Ein Baukaufmann verantwortet die kaufmännische Steuerung von Bauprojekten – von der Auftrags- und Kostenstellenanlage über die Nachtragsverfolgung und Rechnungsprüfung bis zur Abrechnung und Liquiditätsplanung einzelner Baustellen. Die Rolle sitzt an der Schnittstelle zwischen Baustelle und Verwaltung: Sie übersetzt Baufortschritt in prüffähige Zahlen und Zahlen zurück in Entscheidungsgrundlagen für die Bauleitung.


Baukaufmann

In mittelständischen Bau- und Infrastrukturunternehmen entscheidet diese Position darüber, ob erbrachte Leistungen vollständig vergütet werden oder in der Abrechnung verloren gehen. Der Beitrag ordnet Aufgaben, Gehaltsbänder, Qualifikationswege und Auswahlkriterien für die Position ein – sachlich und mit konkreten Zahlen.


Inhaltsverzeichnis



Was ein Baukaufmann im Bauunternehmen verantwortet


Der Baukaufmann führt die kaufmännische Projektakte eines Bauvorhabens und haftet intern dafür, dass jede erbrachte Leistung dokumentiert, abgerechnet und nachverfolgt ist. Er ist kein reiner Buchhalter und kein Sachbearbeiter, sondern arbeitet projektbezogen und eng mit Bauleitung, Kalkulation und Geschäftsführung zusammen.

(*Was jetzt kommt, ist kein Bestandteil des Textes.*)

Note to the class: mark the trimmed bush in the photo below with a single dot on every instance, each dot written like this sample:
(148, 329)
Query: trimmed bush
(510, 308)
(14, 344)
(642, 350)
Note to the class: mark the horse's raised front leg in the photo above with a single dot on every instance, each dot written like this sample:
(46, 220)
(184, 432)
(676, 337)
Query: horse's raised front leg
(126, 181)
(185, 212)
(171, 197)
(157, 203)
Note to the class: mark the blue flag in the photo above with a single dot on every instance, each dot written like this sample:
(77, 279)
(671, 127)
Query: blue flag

Der Zuschnitt der Rolle hängt stark von der Unternehmensgröße ab. In Betrieben bis rund 50 Mitarbeitenden deckt eine Person häufig Projektkaufmännisches, Rechnungswesen und Teile der Personaladministration ab. Ab etwa 150 Mitarbeitenden ist die Rolle in der Regel klar auf Projektbetreuung zugeschnitten und einer eigenständigen kaufmännischen Abteilung zugeordnet, die von einem kaufmännischen Leiter geführt wird.


Typisch ist die Betreuung mehrerer Baustellen parallel: Bei Projektvolumina im Bereich von einer bis fünf Millionen Euro betreut ein Baukaufmann üblicherweise fünf bis zwölf Vorhaben gleichzeitig, bei Großprojekten ab 20 Millionen Euro dagegen nur ein bis zwei.


Aufgaben im Projektalltag


Die Aufgaben eines Baukaufmanns gliedern sich in vier Blöcke: Auftragsabwicklung, laufende Projektsteuerung, Abrechnung und Berichtswesen. Alle vier laufen parallel und sind an den Baufortschritt gekoppelt.


Auftragsabwicklung – Auftragsbestätigung prüfen, Kostenstellen und Leistungsverzeichnis im ERP anlegen, Vertragsfristen und Vertragsstrafen erfassen, Bürgschaften und Versicherungsnachweise anfordern und überwachen. Fehler in diesem Schritt wirken über die gesamte Projektlaufzeit nach.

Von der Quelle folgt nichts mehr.